Si el SIDA fue una transmisión del mono al hombre -o eso dicen oficialmente, mi escepticismo ha llegado a cotas impensables- el covid19 fue un contagio producido por el consumo de un tipo de lagarto. En esta ocasión existen documentos que hacen temblar los cimientos de la versión oficial, que apuntan a un experimento consistente en causar una pandemia que desconocemos si se les fue de las manos o les salió tal y como preveían. ¿Quiénes? Los que de facto tienen el poder económico y toman las decisiones. ¿Teoría conspiranoica? Seguramente, si la especie sobrevive para entonces, llegará un momento en el que se sabrá la verdad. Los beneficiados económicamente las multinacionales farmacéuticas -que siguen haciendo negocio con las pruebas de antígenos, reconocido por farmacéuticos y médicos que consideran que deberíamos dejar de usarlos. Hablo en genérico porque la democracia no me permite dar nombres sin poner en peligro la profesión y el futuro de esas personas-, y junto a estas la industria de las tecnologías y de aquellos negocios instalados en el uso de estas.
Dos pandemias muy diferentes, pero de las que más allá de su carácter de enfermedad y las consideraciones e investigaciones científicas, siempre se hace un uso deliberado por lobbies que intentan y consiguen dar rumbo al devenir.

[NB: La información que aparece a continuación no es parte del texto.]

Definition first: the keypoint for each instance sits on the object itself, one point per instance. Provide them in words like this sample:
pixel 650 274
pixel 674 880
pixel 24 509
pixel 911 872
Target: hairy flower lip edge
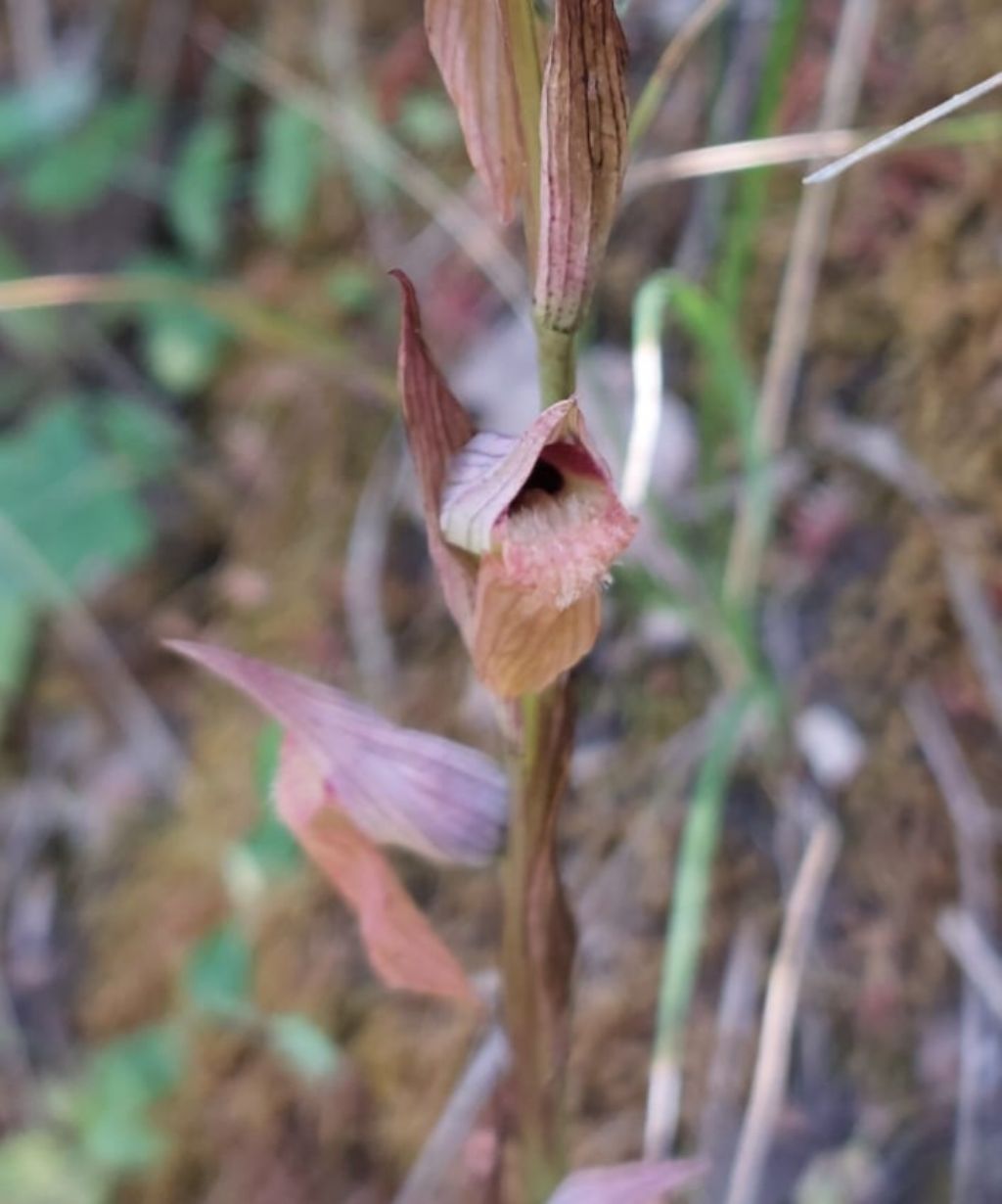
pixel 451 802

Y para rematarnos, la pandemia más antigua y nunca erradicada: la guerra. Un enfrentamiento complejo, con historia, con dedos que mueven los hilos discretamente en pro de sus intereses, y por lo cual no puede enjuiciarse al responsable, porque no hay un único responsable, sino un conjunto de desaprensivos de todas partes que envían a los jóvenes a matarse, en lugar de que, los que auténticamente discrepan, busquen acuerdos que salven vidas humanas que es lo prioritario, siempre. Amenaza de guerra nuclear constante, crisis energética que vuelve a aparcar las medidas contra el cambio climático a corto plazo -aunque no sé si nos quedan muchos-, atrocidades y salvajadas entre personas que nada tienen unas en contra de las otras, más que lo que sus líderes les cuentan. Una gran catástrofe humanitaria como, o parecidas, a las que se dan en países pobres donde las guerras por la supervivencia de unas etnias contra otras dejan un panorama desolador. En el fondo, son las mismas guerras a otra escala porque no disponen del armamento de los países más ricos. Los cuales, por cierto, interfieren en esas guerras para aprovechar las circunstancias y dejar en deuda al vencedor para quedarse con su riqueza natural.

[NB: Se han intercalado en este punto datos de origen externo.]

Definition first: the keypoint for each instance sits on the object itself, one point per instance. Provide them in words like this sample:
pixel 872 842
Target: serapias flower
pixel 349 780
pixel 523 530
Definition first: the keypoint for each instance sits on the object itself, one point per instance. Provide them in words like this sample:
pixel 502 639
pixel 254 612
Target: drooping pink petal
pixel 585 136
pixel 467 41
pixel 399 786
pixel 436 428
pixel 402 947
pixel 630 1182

Como vemos, una pandemia no es nunca única y principalmente un problema sanitario, sino que detrás de ella como motor o ideólogo siempre hay quienes se ocupan de lo que debería ser accesorio o inexistente en cualquier pandemia: todo aquello que no tenga que ver estrictamente con cuestiones sanitarias.

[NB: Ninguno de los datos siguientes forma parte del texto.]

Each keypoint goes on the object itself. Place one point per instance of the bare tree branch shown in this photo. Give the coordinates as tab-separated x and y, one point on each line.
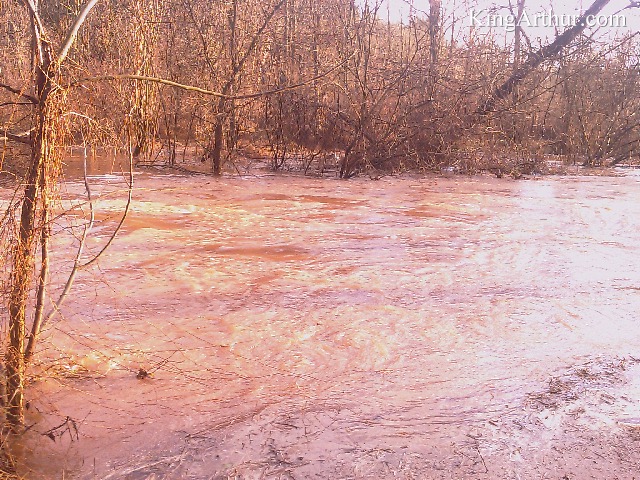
19	92
204	91
73	31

En Catalunya ha servido, por ejemplo, la pandemia por el covid19 para desmantelar la sanidad pública y dejarla en un estado deplorable: los sanitarios, médicos y enfermeras, están sometidos a una presión inhumana condicionando su puesto y su sueldo a las pruebas diagnósticas que les dejan hacer o no, a los medicamentos que recetan o no, …una auténtica vergüenza que está provocando que los sanitarios se vayan al extranjero, y que nos hallemos ante una falta inconcebible de profesionales.
Podría continuar muchas páginas, porque una cuestión nos lleva a otra. No obstante, mi escrito tenía inicialmente la voluntad de recordar a las víctimas de SIDA, y deseo hacerlo extensivo a las del aceite de colza, a las del Covid19 y a las víctimas de todas las guerras, porque seguramente hurgando hallaríamos patrones comunes que subrepticiamente encadenan las tragedias, porque los muy poderosos sacan una gran tajada.